# Painting over wax



## aesmith

Hi,

The house that we're moving into has had quite a lot of the interior woodwork stripped back, and I have a nasty feeling that some of it has been waxed judging by smell and the fact that the wood has a non wetting surface.

My questions are firstly how could I test that to see whether it is or isn't waxed? Secondly, if the wood has been waxed is there any sensible treatment I can apply to remove or neutralise the wax so that the wood can be painted?

Thanks in advance, Tony S


----------



## andersonec

Try with a little white spirit to see if the it comes off, it may be embedded in the grain so if it is wax then you may need a stiff brush.

Andy


----------



## Dodge

Personally I think you are going to struggle to remove all traces of wax completely as the nature of it sinks into the pores of the timber.

I have been asked this time and time again by people who bought the awful "hand waxed" mass produced pine furniture in the late eighties/early nineties and subsequently tried painting it with the "in vogue" duckshell green paint more recently leaving hideous results due to the wax - hence the term "Shabby Chique" - an excuse for a bad finish in my view #-o 

Really it is going to be a case of trial and error i'm afraid but think you could find it a very frustrating exercise.

Sorry   

Rog


----------



## SeanJ

Faced with what you've described i'd have a fine steel wool ball dipped in White Spirit and a good supply of dry rag to hand, daub on the WS generously and leave to dilute/dissolve and rub with vigour with the dry rags, you'll get 90% off usually, that's my take on dewaxing, awful job!


----------



## Jacob

Aluminium primer might do it. Or shellac as a primer. Trial and error!


----------



## RogerS

Or possibly Farrow and Ball Stain Block.

Or maybe an oil based primer.


----------



## aesmith

Thanks for the comments guys. I've been off the grid until we got power and broadband into the house, so haven't caught up until today. I had a further looks around, and wonder whether some of the woodwork has been sealed with shellac. Some of the "stripped" woodwork is non-wetting (doesn't change colour when dampened) but doesn't feel waxy. As the house warms up there is a shellac smell mixed in with the more dominant beeswax and woodwork killer.
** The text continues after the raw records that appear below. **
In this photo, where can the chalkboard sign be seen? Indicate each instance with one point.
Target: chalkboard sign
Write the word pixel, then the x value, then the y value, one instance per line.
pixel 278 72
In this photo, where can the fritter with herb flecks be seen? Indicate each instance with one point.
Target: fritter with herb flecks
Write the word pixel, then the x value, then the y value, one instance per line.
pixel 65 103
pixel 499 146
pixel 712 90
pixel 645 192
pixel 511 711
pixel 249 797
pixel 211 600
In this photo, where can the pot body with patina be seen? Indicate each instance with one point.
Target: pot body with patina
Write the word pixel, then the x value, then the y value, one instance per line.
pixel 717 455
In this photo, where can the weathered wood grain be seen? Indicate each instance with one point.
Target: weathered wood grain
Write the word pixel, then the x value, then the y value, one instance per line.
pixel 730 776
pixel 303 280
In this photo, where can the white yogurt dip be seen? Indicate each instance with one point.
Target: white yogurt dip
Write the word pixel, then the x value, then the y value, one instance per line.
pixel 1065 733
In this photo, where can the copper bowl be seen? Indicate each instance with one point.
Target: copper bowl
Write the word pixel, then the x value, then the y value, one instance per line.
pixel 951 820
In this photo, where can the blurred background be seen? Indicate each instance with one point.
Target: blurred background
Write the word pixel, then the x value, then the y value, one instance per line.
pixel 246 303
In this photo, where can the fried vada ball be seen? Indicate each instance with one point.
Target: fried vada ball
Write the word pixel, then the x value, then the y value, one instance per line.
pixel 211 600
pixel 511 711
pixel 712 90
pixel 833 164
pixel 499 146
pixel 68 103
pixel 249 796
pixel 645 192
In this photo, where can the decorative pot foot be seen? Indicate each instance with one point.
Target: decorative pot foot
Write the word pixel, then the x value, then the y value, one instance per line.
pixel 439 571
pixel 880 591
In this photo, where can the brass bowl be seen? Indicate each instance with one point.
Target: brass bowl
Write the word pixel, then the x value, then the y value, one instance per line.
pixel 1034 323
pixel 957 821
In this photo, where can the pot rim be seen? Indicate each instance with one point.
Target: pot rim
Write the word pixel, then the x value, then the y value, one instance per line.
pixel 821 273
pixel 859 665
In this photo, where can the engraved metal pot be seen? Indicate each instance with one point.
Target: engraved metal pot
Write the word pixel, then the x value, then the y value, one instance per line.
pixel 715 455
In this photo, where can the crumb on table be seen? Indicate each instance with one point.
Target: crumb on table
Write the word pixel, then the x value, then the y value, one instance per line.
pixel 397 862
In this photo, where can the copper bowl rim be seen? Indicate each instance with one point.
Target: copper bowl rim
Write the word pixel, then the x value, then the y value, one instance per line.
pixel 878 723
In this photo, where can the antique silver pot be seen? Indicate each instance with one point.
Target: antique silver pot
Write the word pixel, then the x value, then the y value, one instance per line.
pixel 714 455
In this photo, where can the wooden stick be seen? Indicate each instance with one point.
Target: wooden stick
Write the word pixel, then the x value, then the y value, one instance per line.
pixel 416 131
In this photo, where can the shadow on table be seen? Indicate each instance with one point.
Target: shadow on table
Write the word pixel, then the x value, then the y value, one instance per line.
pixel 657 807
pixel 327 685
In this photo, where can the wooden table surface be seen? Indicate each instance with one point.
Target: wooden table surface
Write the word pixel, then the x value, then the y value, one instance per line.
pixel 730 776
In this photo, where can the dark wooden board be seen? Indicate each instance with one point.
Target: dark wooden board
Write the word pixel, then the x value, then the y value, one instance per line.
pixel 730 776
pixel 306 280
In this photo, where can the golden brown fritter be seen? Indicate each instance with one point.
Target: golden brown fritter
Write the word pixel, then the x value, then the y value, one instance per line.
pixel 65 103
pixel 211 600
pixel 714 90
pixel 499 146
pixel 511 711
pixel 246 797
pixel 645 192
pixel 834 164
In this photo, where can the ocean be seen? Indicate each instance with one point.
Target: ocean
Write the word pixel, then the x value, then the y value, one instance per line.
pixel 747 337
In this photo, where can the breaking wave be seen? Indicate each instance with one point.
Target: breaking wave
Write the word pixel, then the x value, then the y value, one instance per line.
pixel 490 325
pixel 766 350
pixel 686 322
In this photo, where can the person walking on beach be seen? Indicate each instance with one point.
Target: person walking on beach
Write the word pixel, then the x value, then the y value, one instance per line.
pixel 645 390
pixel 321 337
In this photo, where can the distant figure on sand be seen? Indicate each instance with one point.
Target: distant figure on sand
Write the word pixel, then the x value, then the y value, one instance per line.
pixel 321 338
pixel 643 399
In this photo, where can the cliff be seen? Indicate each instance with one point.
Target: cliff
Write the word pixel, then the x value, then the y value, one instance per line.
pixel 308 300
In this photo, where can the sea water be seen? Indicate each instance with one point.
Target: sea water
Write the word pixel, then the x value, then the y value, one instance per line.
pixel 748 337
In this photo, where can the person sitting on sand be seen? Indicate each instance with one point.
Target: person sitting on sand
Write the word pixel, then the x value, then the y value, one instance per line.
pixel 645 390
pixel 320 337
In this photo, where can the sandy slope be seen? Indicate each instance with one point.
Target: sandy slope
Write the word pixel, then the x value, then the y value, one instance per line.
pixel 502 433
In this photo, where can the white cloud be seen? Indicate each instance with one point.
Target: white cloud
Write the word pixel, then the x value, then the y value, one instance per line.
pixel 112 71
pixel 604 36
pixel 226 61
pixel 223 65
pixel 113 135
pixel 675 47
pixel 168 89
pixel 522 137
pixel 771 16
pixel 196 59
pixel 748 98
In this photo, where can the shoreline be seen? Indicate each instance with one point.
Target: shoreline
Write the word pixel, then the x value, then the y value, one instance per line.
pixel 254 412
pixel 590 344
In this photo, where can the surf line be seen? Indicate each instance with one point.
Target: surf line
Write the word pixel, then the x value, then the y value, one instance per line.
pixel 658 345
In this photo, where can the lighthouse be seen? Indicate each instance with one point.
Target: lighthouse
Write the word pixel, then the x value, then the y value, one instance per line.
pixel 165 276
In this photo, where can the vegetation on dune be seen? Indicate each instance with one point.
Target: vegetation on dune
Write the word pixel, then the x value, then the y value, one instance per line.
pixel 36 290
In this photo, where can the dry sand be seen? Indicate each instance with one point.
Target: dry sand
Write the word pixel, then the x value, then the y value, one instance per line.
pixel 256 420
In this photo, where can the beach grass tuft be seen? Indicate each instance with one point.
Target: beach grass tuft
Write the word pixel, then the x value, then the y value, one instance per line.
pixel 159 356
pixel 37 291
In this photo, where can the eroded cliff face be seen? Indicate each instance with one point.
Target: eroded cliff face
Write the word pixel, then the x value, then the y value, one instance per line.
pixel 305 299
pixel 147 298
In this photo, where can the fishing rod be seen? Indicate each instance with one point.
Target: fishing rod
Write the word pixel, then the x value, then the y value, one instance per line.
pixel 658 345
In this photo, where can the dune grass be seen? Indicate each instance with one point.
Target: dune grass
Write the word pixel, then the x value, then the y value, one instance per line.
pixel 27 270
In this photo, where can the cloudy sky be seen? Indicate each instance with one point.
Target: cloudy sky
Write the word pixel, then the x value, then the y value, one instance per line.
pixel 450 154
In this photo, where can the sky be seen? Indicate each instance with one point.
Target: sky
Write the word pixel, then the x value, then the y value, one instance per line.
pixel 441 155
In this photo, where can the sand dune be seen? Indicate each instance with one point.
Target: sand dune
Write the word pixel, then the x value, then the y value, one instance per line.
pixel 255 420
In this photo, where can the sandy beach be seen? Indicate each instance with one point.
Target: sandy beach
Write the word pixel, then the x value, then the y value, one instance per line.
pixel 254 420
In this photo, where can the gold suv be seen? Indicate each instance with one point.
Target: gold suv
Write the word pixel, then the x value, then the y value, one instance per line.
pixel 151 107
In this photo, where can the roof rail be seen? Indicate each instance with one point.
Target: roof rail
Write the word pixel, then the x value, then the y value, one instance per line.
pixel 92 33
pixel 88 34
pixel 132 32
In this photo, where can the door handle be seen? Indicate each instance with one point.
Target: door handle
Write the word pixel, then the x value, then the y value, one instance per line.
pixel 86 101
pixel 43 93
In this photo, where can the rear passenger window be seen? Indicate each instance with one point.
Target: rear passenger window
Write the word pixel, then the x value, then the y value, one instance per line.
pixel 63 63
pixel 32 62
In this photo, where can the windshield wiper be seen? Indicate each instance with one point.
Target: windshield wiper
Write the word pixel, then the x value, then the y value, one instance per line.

I guess I'll need to do some tests.


----------



## RogerS

I recently came across this excellent guide in Ian Hosker's book ...Complete Woodfinishing..which to my mind is one of the best books on finishing I've come across...very modern and up-to-date.

It's a 5 step process to identify the finish

1 Does the finish soften with Meths FRENCH POLISH OR SPIRIT VARNISH
Not softened ...go to Step 2

2 Does the finish soften with white spirit ...yes go to step 3
Not softened ...go to step 4

3 Does the finish feel waxy and smears when rubbed with a finger; will scrape off when scratched with a finger.....WAX
Surface feels oily smooth but will not smear or scrape off with fingernail OIL

4 If scraped with blade of sharp knife, finish will produce tiny flakes with some dust POLYURETHANR VARNISH
If scraped with blade of sharp knife, finish produces a white dust Go to 5

5 Will soften with cellulose thinners NITROCELLULOSE LACQUER
Will not soften with cellulose thinners CATALYSED LACQUER

Let us know how you get on.


----------



## Newbie_Neil

Hi Roger,



RogerS":2zsv3841 said:


> I recently came across this excellent guide in Ian Hosker's book ...Complete Woodfinishing..which to my mind is one of the best books on finishing I've come across...very modern and up-to-date.
> 
> It's a 5 step process to identify the finish
> 
> 1 Does the finish soften with Meths FRENCH POLISH OR SPIRIT VARNISH
> Not softened ...go to Step 2
> 
> 2 Does the finish soften with white spirit ...yes go to step 3
> Not softened ...go to step 4
> 
> 3 Does the finish feel waxy and smears when rubbed with a finger; will scrape off when scratched with a finger.....WAX
> Surface feels oily smooth but will not smear or scrape off with fingernail OIL
> 
> 4 If scraped with blade of sharp knife, finish will produce tiny flakes with some dust POLYURETHANR VARNISH
> If scraped with blade of sharp knife, finish produces a white dust Go to 5
> 
> 5 Will soften with cellulose thinners NITROCELLULOSE LACQUER
> Will not soften with cellulose thinners CATALYSED LACQUER
> 
> Let us know how you get on.



That is excellent.

The only thing I would add is that whilst white spirit and petrol will remove wax, petrol actually does a better job.

Thanks,
Neil


----------



## Sgian Dubh

RogerS":yvativnz said:


> Will not soften with cellulose thinners CATALYSED LACQUER


Newbie Neil, I've only just spotted this thread, and there's a bit of an error in the guidance passed on by RogerS. Cellulose thinner, aka, lacquer thinner, will soften many catalysed lacquers. For instance, it will soften pre-catalysed lacquer, and I've used cellulose thinner from time to time to strip some small items finished with this stuff. Slainte.


----------



## Newbie_Neil

Hi Sgian Dubh,



Sgian Dubh":2jjreqnb said:


> RogerS":2jjreqnb said:
> 
> 
> 
> Will not soften with cellulose thinners CATALYSED LACQUER
> 
> 
> 
> Newbie Neil, I've only just spotted this thread, and there's a bit of an error in the guidance passed on by RogerS. Cellulose thinner, aka, lacquer thinner, will soften many catalysed lacquers. For instance, it will soften pre-catalysed lacquer, and I've used cellulose thinner from time to time to strip some small items finished with this stuff. Slainte.
Click to expand...


Thank you, I'll amend my copy of Ian Hosker's book that Roger was quoting from.

Thanks,
Neil


----------